Physically-motivated basis functions for temperature maps of exoplanets

TL;DR

This paper introduces physically-motivated basis functions for modeling exoplanet temperature maps, enabling more efficient interpretation of thermal phase curves with fewer parameters and improved physical consistency.

Contribution

We develop a new framework of basis functions for 2D exoplanet temperature maps, improving the physical realism and parameter efficiency of phase curve modeling.

Findings

Basis functions reproduce GCM temperature maps with few parameters

Phase curves of hot Jupiters can be described with only three parameters

Generalized definitions for Bond albedo and heat redistribution are proposed

Abstract

Thermal phase curves of exoplanet atmospheres have revealed temperature maps as a function of planetary longitude, often by sinusoidal decomposition of the phase curve.

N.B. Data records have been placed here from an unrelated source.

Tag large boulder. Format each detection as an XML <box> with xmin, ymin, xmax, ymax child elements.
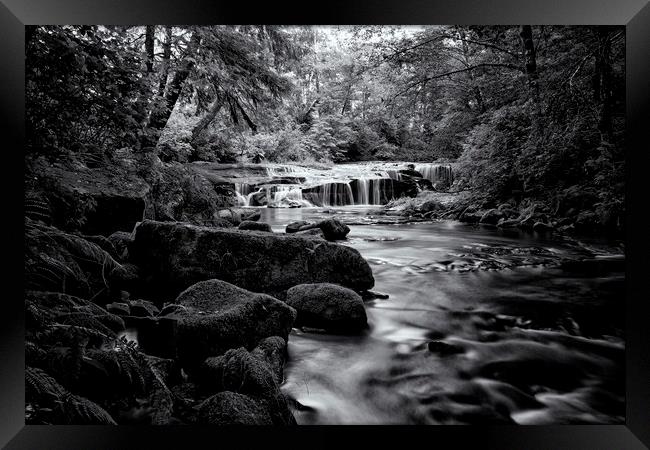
<box><xmin>285</xmin><ymin>283</ymin><xmax>368</xmax><ymax>333</ymax></box>
<box><xmin>196</xmin><ymin>391</ymin><xmax>273</xmax><ymax>425</ymax></box>
<box><xmin>170</xmin><ymin>279</ymin><xmax>296</xmax><ymax>369</ymax></box>
<box><xmin>129</xmin><ymin>220</ymin><xmax>374</xmax><ymax>300</ymax></box>
<box><xmin>27</xmin><ymin>158</ymin><xmax>151</xmax><ymax>235</ymax></box>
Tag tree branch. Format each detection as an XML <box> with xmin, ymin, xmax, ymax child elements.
<box><xmin>393</xmin><ymin>63</ymin><xmax>524</xmax><ymax>99</ymax></box>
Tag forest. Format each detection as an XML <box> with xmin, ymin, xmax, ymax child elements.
<box><xmin>24</xmin><ymin>25</ymin><xmax>626</xmax><ymax>426</ymax></box>
<box><xmin>26</xmin><ymin>25</ymin><xmax>625</xmax><ymax>233</ymax></box>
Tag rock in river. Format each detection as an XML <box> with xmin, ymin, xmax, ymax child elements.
<box><xmin>200</xmin><ymin>346</ymin><xmax>296</xmax><ymax>425</ymax></box>
<box><xmin>170</xmin><ymin>279</ymin><xmax>296</xmax><ymax>370</ymax></box>
<box><xmin>285</xmin><ymin>218</ymin><xmax>349</xmax><ymax>241</ymax></box>
<box><xmin>129</xmin><ymin>220</ymin><xmax>374</xmax><ymax>299</ymax></box>
<box><xmin>318</xmin><ymin>218</ymin><xmax>350</xmax><ymax>240</ymax></box>
<box><xmin>285</xmin><ymin>283</ymin><xmax>368</xmax><ymax>333</ymax></box>
<box><xmin>286</xmin><ymin>220</ymin><xmax>313</xmax><ymax>233</ymax></box>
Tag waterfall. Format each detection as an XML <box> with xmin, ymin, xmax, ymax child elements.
<box><xmin>351</xmin><ymin>178</ymin><xmax>393</xmax><ymax>205</ymax></box>
<box><xmin>303</xmin><ymin>182</ymin><xmax>355</xmax><ymax>207</ymax></box>
<box><xmin>271</xmin><ymin>185</ymin><xmax>313</xmax><ymax>207</ymax></box>
<box><xmin>234</xmin><ymin>183</ymin><xmax>254</xmax><ymax>206</ymax></box>
<box><xmin>415</xmin><ymin>163</ymin><xmax>454</xmax><ymax>185</ymax></box>
<box><xmin>228</xmin><ymin>161</ymin><xmax>451</xmax><ymax>208</ymax></box>
<box><xmin>386</xmin><ymin>170</ymin><xmax>403</xmax><ymax>181</ymax></box>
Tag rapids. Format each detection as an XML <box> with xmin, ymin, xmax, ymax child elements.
<box><xmin>256</xmin><ymin>206</ymin><xmax>625</xmax><ymax>425</ymax></box>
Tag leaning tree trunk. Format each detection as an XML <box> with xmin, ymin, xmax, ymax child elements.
<box><xmin>191</xmin><ymin>96</ymin><xmax>224</xmax><ymax>144</ymax></box>
<box><xmin>142</xmin><ymin>31</ymin><xmax>201</xmax><ymax>148</ymax></box>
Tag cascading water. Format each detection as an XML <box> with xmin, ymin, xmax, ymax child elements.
<box><xmin>352</xmin><ymin>178</ymin><xmax>391</xmax><ymax>205</ymax></box>
<box><xmin>415</xmin><ymin>163</ymin><xmax>454</xmax><ymax>185</ymax></box>
<box><xmin>386</xmin><ymin>170</ymin><xmax>403</xmax><ymax>181</ymax></box>
<box><xmin>230</xmin><ymin>161</ymin><xmax>452</xmax><ymax>208</ymax></box>
<box><xmin>270</xmin><ymin>185</ymin><xmax>313</xmax><ymax>208</ymax></box>
<box><xmin>234</xmin><ymin>183</ymin><xmax>255</xmax><ymax>206</ymax></box>
<box><xmin>303</xmin><ymin>182</ymin><xmax>355</xmax><ymax>207</ymax></box>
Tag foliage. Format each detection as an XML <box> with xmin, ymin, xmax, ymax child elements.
<box><xmin>26</xmin><ymin>26</ymin><xmax>152</xmax><ymax>153</ymax></box>
<box><xmin>26</xmin><ymin>24</ymin><xmax>625</xmax><ymax>231</ymax></box>
<box><xmin>26</xmin><ymin>366</ymin><xmax>117</xmax><ymax>425</ymax></box>
<box><xmin>25</xmin><ymin>287</ymin><xmax>172</xmax><ymax>425</ymax></box>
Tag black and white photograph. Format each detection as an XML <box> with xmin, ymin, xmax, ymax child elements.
<box><xmin>24</xmin><ymin>24</ymin><xmax>627</xmax><ymax>426</ymax></box>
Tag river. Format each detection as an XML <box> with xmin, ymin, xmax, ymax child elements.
<box><xmin>257</xmin><ymin>206</ymin><xmax>625</xmax><ymax>425</ymax></box>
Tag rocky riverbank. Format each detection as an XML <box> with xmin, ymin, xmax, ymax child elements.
<box><xmin>24</xmin><ymin>154</ymin><xmax>623</xmax><ymax>425</ymax></box>
<box><xmin>367</xmin><ymin>188</ymin><xmax>624</xmax><ymax>238</ymax></box>
<box><xmin>24</xmin><ymin>155</ymin><xmax>380</xmax><ymax>425</ymax></box>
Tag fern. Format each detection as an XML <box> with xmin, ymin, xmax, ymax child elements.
<box><xmin>26</xmin><ymin>366</ymin><xmax>66</xmax><ymax>402</ymax></box>
<box><xmin>56</xmin><ymin>392</ymin><xmax>117</xmax><ymax>425</ymax></box>
<box><xmin>26</xmin><ymin>366</ymin><xmax>117</xmax><ymax>425</ymax></box>
<box><xmin>86</xmin><ymin>345</ymin><xmax>146</xmax><ymax>395</ymax></box>
<box><xmin>56</xmin><ymin>311</ymin><xmax>117</xmax><ymax>338</ymax></box>
<box><xmin>41</xmin><ymin>323</ymin><xmax>113</xmax><ymax>346</ymax></box>
<box><xmin>25</xmin><ymin>191</ymin><xmax>52</xmax><ymax>224</ymax></box>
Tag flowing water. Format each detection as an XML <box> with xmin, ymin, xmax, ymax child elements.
<box><xmin>230</xmin><ymin>162</ymin><xmax>454</xmax><ymax>207</ymax></box>
<box><xmin>256</xmin><ymin>206</ymin><xmax>625</xmax><ymax>425</ymax></box>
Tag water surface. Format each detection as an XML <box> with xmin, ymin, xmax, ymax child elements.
<box><xmin>259</xmin><ymin>206</ymin><xmax>625</xmax><ymax>425</ymax></box>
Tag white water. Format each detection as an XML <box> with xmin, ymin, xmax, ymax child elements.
<box><xmin>415</xmin><ymin>163</ymin><xmax>454</xmax><ymax>185</ymax></box>
<box><xmin>233</xmin><ymin>162</ymin><xmax>455</xmax><ymax>208</ymax></box>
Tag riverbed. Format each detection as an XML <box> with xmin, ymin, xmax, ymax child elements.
<box><xmin>259</xmin><ymin>206</ymin><xmax>625</xmax><ymax>425</ymax></box>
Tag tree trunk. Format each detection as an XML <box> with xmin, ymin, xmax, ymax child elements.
<box><xmin>594</xmin><ymin>27</ymin><xmax>614</xmax><ymax>143</ymax></box>
<box><xmin>458</xmin><ymin>27</ymin><xmax>485</xmax><ymax>113</ymax></box>
<box><xmin>519</xmin><ymin>25</ymin><xmax>542</xmax><ymax>132</ymax></box>
<box><xmin>341</xmin><ymin>65</ymin><xmax>355</xmax><ymax>115</ymax></box>
<box><xmin>145</xmin><ymin>26</ymin><xmax>155</xmax><ymax>73</ymax></box>
<box><xmin>158</xmin><ymin>26</ymin><xmax>173</xmax><ymax>96</ymax></box>
<box><xmin>235</xmin><ymin>98</ymin><xmax>258</xmax><ymax>133</ymax></box>
<box><xmin>519</xmin><ymin>25</ymin><xmax>539</xmax><ymax>103</ymax></box>
<box><xmin>143</xmin><ymin>31</ymin><xmax>201</xmax><ymax>147</ymax></box>
<box><xmin>191</xmin><ymin>96</ymin><xmax>224</xmax><ymax>143</ymax></box>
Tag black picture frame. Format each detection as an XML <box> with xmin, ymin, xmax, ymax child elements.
<box><xmin>3</xmin><ymin>0</ymin><xmax>649</xmax><ymax>448</ymax></box>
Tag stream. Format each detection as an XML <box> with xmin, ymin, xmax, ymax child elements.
<box><xmin>258</xmin><ymin>206</ymin><xmax>625</xmax><ymax>425</ymax></box>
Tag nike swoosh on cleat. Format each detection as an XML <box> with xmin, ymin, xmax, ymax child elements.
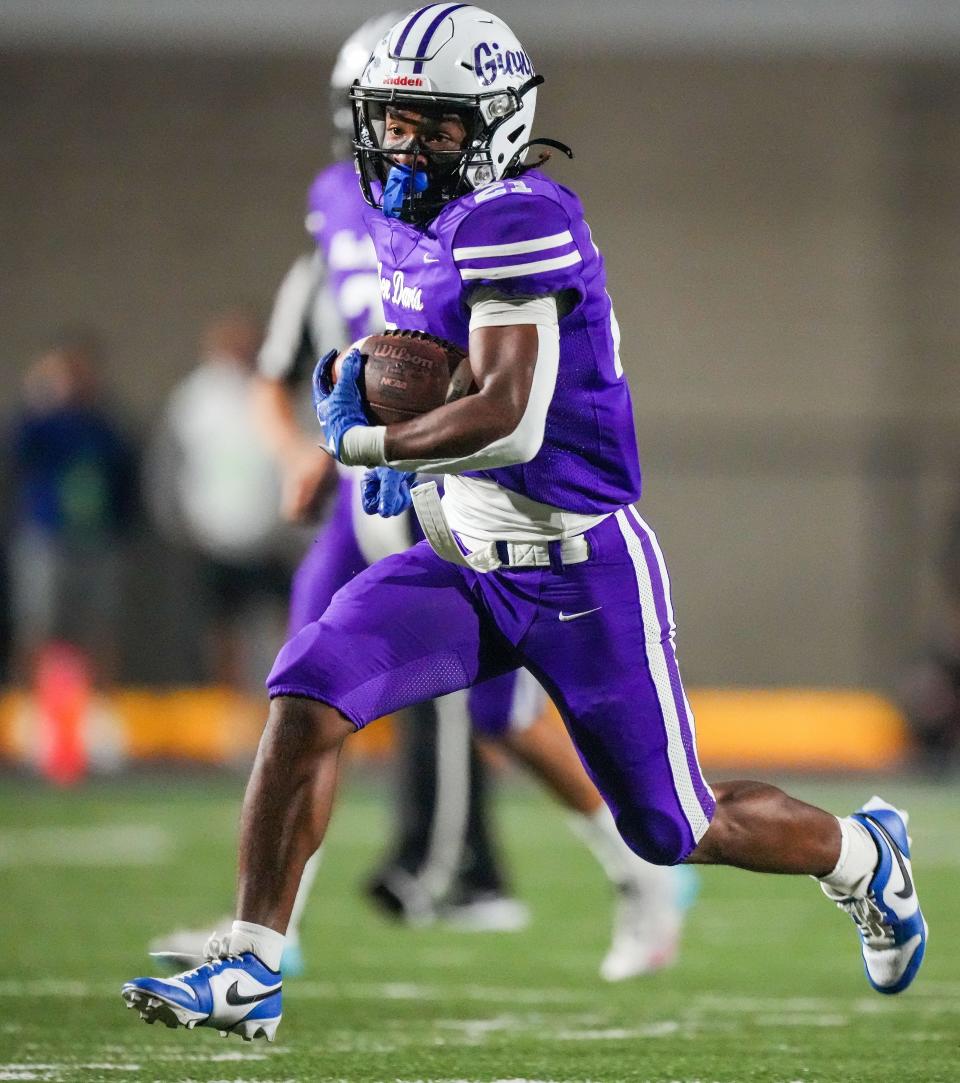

We construct a framework for describing two-dimensional temperature maps of exoplanets with mathematical basis functions derived for a fluid layer on a rotating, heated sphere with drag/friction, which are generalizations of spherical harmonics. These basis functions naturally produce physically-motivated temperature maps for exoplanets with few free parameters. We investigate best practices for applying this framework to temperature maps of hot Jupiters by splitting the problem into two parts: (1) we constrain the temperature map as a function of latitude by tuning the basis functions to reproduce general circulation model (GCM) outputs, since disk-integrated phase curve observations do not constrain this dimension; and (2) we infer the temperature maps of real hot Jupiters using original reductions of several Spitzer phase curves, which directly constrain the temperature variations with longitude. The resulting phase curves can be described with only three free parameters per bandpass -- an efficiency improvement over the usual five or so used to describe sinusoidal decompositions of phase curves. Upon obtaining the hemispherically averaged dayside and nightside temperatures, the standard approach would be to use zero-dimensional box models to infer the Bond albedo and redistribution efficiency. We elucidate the limitation of these box models by demonstrating that negative Bond albedos may be obtained due to a choice of boundary condition on the nightside temperature. We propose generalized definitions for the Bond albedo and heat redistribution efficiency for use with two-dimensional (2D) temperature maps. Open-source software called kelp is provided to efficiently compute these phase curves.